Many other Manipuri traders, like her, suffered difficult times in that situation and were forced to sell their wares at low prices.
“However, the scenario has since changed as many weavers now sell directly to end consumers,” Debi added, adding that e-commerce played an important role in this regard. However, regional weavers like Minti Sinha and Shiuly Rani Sinha in Kamalganj say the industry is not what it once was. The identical piece of fabric now costs around Tk 500.
Apart from higher cost of raw materials, the major hurdles for marketing Manipuri products are a lack of funding, a lack of official sponsorship, and timely education. Anamika Sinha, a Manipuri weaver from the same upazila, said numerous wholesalers from around the state are flocking to place orders that had been stalled due to the pandemic.
However, due to a yarn scarcity, weavers are still unable to meet the increased demand. “Although there is a high demand for Manipuri textile both at home and abroad,” she says, “there is a scarcity of raw materials and government backing.” Initially, the business could survive solely on raw materials available in Sylhet, but as demand grew, weavers began purchasing supplies from Dhaka, Narsingdi, and Chattogram. However, raw material supplies continue to be in limited supply.
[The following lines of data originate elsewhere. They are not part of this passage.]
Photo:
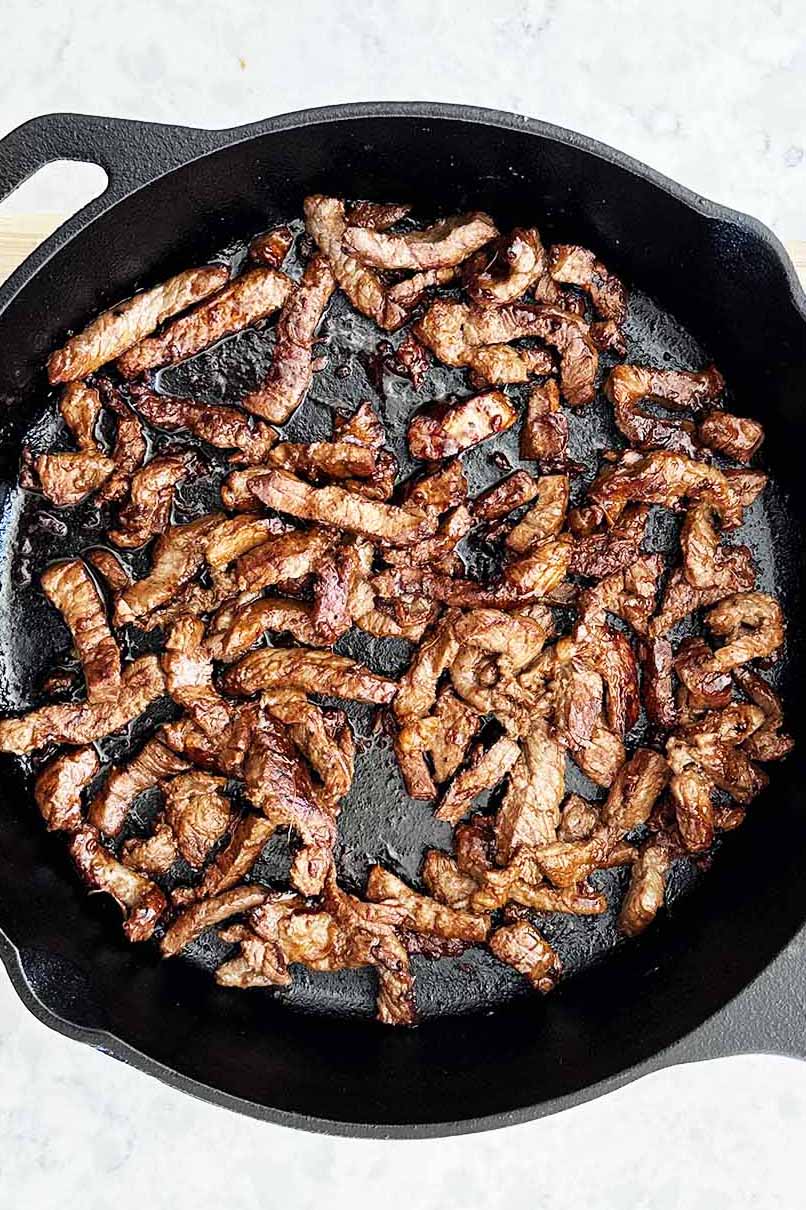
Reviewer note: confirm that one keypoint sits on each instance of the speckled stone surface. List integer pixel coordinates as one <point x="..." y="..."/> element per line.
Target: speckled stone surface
<point x="709" y="93"/>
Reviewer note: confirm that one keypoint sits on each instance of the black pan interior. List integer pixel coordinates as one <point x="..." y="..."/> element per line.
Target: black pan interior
<point x="698" y="291"/>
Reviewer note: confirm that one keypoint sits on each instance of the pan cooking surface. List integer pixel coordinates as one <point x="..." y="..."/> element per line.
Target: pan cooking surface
<point x="378" y="822"/>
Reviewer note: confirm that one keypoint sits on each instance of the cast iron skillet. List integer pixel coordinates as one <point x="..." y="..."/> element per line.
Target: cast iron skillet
<point x="724" y="974"/>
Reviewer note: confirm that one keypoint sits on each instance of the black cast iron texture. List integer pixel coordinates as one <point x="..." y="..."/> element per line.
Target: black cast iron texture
<point x="724" y="974"/>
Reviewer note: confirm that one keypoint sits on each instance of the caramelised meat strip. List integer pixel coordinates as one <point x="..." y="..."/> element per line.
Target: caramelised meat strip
<point x="543" y="436"/>
<point x="116" y="330"/>
<point x="314" y="672"/>
<point x="752" y="624"/>
<point x="148" y="511"/>
<point x="525" y="580"/>
<point x="736" y="574"/>
<point x="334" y="506"/>
<point x="154" y="764"/>
<point x="323" y="736"/>
<point x="140" y="899"/>
<point x="249" y="622"/>
<point x="201" y="916"/>
<point x="178" y="555"/>
<point x="706" y="687"/>
<point x="72" y="589"/>
<point x="453" y="329"/>
<point x="216" y="424"/>
<point x="505" y="495"/>
<point x="767" y="742"/>
<point x="271" y="247"/>
<point x="151" y="854"/>
<point x="189" y="678"/>
<point x="522" y="946"/>
<point x="68" y="478"/>
<point x="445" y="243"/>
<point x="529" y="813"/>
<point x="239" y="856"/>
<point x="378" y="215"/>
<point x="657" y="691"/>
<point x="252" y="297"/>
<point x="416" y="690"/>
<point x="282" y="559"/>
<point x="421" y="914"/>
<point x="197" y="813"/>
<point x="445" y="735"/>
<point x="663" y="478"/>
<point x="738" y="437"/>
<point x="447" y="428"/>
<point x="61" y="784"/>
<point x="507" y="269"/>
<point x="81" y="722"/>
<point x="326" y="222"/>
<point x="502" y="364"/>
<point x="573" y="265"/>
<point x="445" y="881"/>
<point x="292" y="364"/>
<point x="546" y="517"/>
<point x="485" y="768"/>
<point x="646" y="888"/>
<point x="128" y="451"/>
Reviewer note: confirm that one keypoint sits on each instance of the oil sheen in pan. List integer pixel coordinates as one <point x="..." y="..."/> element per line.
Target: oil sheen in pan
<point x="378" y="820"/>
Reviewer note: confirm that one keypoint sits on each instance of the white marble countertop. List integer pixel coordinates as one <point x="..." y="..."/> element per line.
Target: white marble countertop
<point x="709" y="93"/>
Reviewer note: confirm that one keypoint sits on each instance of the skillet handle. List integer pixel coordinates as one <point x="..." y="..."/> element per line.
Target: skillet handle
<point x="130" y="153"/>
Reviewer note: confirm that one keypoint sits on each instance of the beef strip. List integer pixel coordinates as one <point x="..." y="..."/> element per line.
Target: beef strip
<point x="140" y="899"/>
<point x="292" y="364"/>
<point x="738" y="437"/>
<point x="507" y="269"/>
<point x="271" y="247"/>
<point x="543" y="436"/>
<point x="453" y="329"/>
<point x="154" y="764"/>
<point x="656" y="683"/>
<point x="216" y="424"/>
<point x="197" y="813"/>
<point x="736" y="574"/>
<point x="252" y="297"/>
<point x="767" y="742"/>
<point x="447" y="428"/>
<point x="72" y="589"/>
<point x="151" y="854"/>
<point x="334" y="506"/>
<point x="314" y="672"/>
<point x="529" y="813"/>
<point x="148" y="511"/>
<point x="128" y="451"/>
<point x="444" y="245"/>
<point x="81" y="722"/>
<point x="485" y="768"/>
<point x="504" y="496"/>
<point x="326" y="222"/>
<point x="507" y="364"/>
<point x="522" y="946"/>
<point x="752" y="623"/>
<point x="61" y="784"/>
<point x="178" y="555"/>
<point x="188" y="670"/>
<point x="114" y="332"/>
<point x="68" y="478"/>
<point x="646" y="888"/>
<point x="201" y="916"/>
<point x="662" y="477"/>
<point x="421" y="912"/>
<point x="546" y="517"/>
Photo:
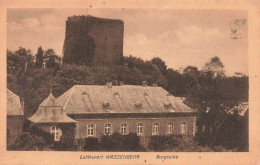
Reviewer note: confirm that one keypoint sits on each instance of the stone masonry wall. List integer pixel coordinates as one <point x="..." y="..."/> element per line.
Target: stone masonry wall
<point x="93" y="41"/>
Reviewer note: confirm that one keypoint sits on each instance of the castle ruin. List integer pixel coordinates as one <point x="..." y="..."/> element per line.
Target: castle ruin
<point x="93" y="41"/>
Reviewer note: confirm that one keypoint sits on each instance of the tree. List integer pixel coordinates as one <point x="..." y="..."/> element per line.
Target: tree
<point x="160" y="64"/>
<point x="215" y="66"/>
<point x="12" y="62"/>
<point x="51" y="59"/>
<point x="25" y="59"/>
<point x="39" y="58"/>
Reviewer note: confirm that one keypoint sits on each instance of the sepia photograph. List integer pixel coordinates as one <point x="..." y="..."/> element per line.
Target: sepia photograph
<point x="137" y="80"/>
<point x="129" y="82"/>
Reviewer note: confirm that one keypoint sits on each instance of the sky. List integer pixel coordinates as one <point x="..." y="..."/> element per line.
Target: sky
<point x="179" y="37"/>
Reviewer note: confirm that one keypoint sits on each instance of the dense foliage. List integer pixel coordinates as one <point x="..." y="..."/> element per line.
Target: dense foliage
<point x="178" y="143"/>
<point x="209" y="91"/>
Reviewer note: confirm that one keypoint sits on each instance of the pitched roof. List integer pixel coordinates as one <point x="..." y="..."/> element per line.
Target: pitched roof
<point x="13" y="104"/>
<point x="50" y="111"/>
<point x="85" y="99"/>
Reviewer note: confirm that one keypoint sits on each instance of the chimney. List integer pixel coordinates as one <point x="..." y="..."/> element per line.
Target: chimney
<point x="22" y="104"/>
<point x="121" y="83"/>
<point x="109" y="84"/>
<point x="144" y="84"/>
<point x="154" y="84"/>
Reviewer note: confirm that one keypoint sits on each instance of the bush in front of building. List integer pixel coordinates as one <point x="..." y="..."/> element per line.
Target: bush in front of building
<point x="164" y="142"/>
<point x="91" y="144"/>
<point x="114" y="142"/>
<point x="48" y="137"/>
<point x="118" y="142"/>
<point x="30" y="142"/>
<point x="67" y="139"/>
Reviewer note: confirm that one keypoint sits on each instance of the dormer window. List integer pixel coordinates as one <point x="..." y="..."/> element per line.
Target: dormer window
<point x="138" y="105"/>
<point x="168" y="106"/>
<point x="106" y="105"/>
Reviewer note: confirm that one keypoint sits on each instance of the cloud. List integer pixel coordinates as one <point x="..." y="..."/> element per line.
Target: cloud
<point x="180" y="38"/>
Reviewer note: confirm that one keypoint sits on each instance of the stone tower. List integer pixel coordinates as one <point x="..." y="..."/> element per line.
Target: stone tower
<point x="93" y="41"/>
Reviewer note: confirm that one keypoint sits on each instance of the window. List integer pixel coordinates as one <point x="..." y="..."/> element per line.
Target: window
<point x="183" y="128"/>
<point x="170" y="127"/>
<point x="140" y="128"/>
<point x="56" y="132"/>
<point x="155" y="129"/>
<point x="91" y="129"/>
<point x="123" y="129"/>
<point x="107" y="129"/>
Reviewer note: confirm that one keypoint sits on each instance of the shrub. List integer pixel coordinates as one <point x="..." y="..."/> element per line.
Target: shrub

“As a result, it is critical to prioritise the supply of raw materials in this industry,” she stated.
Many other Manipuri traders, like her, suffered difficult times in that situation and were forced to sell their wares at low prices.
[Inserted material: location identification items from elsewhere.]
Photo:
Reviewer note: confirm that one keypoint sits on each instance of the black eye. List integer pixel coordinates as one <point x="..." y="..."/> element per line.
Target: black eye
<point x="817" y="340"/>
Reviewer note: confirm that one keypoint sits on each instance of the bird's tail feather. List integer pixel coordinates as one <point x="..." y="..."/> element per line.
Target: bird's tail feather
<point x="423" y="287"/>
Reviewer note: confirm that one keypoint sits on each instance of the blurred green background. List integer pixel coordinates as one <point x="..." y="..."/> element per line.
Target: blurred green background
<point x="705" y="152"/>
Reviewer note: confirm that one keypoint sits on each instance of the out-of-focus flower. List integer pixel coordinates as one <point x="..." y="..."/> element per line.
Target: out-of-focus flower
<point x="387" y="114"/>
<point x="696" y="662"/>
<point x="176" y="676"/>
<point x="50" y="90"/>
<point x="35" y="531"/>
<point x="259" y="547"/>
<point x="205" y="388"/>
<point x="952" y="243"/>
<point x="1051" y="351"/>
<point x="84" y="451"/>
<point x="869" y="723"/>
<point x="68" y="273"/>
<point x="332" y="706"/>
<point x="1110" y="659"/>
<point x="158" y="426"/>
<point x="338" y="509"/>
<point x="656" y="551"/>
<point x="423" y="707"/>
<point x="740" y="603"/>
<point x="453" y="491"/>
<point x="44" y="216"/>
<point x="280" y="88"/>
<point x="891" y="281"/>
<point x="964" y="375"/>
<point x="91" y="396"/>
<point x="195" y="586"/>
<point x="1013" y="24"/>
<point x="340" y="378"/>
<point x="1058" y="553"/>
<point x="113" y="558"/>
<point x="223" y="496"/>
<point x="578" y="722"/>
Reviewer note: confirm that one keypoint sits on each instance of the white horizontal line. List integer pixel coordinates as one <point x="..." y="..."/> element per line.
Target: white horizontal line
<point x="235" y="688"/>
“However, the scenario has since changed as many weavers now sell directly to end consumers,” Debi added, adding that e-commerce played an important role in this regard. However, regional weavers like Minti Sinha and Shiuly Rani Sinha in Kamalganj say the industry is not what it once was. The identical piece of fabric now costs around Tk 500.
Apart from higher cost of raw materials, the major hurdles for marketing Manipuri products are a lack of funding, a lack of official sponsorship, and timely education. Anamika Sinha, a Manipuri weaver from the same upazila, said numerous wholesalers from around the state are flocking to place orders that had been stalled due to the pandemic.
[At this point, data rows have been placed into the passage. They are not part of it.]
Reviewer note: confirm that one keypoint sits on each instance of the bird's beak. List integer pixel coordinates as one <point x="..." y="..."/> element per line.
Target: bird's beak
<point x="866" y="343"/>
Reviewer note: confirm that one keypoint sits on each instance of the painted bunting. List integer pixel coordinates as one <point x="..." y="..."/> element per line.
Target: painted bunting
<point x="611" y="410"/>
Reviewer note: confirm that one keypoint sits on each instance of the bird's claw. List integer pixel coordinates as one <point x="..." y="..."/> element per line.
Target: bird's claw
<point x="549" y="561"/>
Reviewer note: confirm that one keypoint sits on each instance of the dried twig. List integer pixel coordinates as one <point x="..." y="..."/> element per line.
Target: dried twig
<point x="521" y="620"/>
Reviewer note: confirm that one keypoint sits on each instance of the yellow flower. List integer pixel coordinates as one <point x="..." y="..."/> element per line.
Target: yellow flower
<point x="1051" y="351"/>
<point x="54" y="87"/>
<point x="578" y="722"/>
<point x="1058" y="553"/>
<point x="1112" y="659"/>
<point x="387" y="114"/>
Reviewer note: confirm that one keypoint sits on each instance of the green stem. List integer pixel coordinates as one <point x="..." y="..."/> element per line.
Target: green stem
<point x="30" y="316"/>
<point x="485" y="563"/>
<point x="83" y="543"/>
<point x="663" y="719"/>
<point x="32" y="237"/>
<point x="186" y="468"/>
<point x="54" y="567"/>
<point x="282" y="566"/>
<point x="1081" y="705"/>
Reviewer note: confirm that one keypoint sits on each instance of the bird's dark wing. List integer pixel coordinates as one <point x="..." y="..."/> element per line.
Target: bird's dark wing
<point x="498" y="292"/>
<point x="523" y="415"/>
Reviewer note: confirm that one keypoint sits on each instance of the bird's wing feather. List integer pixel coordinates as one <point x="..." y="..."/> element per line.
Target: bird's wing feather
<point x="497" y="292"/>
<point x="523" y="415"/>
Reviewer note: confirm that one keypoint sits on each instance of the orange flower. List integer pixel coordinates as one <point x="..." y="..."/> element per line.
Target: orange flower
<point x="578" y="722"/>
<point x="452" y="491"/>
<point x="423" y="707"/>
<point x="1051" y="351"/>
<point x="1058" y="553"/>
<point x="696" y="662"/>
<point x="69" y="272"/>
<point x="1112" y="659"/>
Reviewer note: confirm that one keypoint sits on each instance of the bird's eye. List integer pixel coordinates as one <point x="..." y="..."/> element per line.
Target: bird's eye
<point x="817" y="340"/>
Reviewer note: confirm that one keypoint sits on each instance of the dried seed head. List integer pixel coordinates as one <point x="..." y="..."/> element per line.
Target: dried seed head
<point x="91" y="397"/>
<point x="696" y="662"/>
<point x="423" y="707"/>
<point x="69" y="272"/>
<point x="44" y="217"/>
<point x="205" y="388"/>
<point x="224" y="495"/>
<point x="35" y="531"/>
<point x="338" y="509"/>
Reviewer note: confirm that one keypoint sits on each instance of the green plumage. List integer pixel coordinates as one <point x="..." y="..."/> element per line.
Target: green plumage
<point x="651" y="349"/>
However, due to a yarn scarcity, weavers are still unable to meet the increased demand. “Although there is a high demand for Manipuri textile both at home and abroad,” she says, “there is a scarcity of raw materials and government backing.” Initially, the business could survive solely on raw materials available in Sylhet, but as demand grew, weavers began purchasing supplies from Dhaka, Narsingdi, and Chattogram. However, raw material supplies continue to be in limited supply.
“As a result, it is critical to prioritise the supply of raw materials in this industry,” she stated.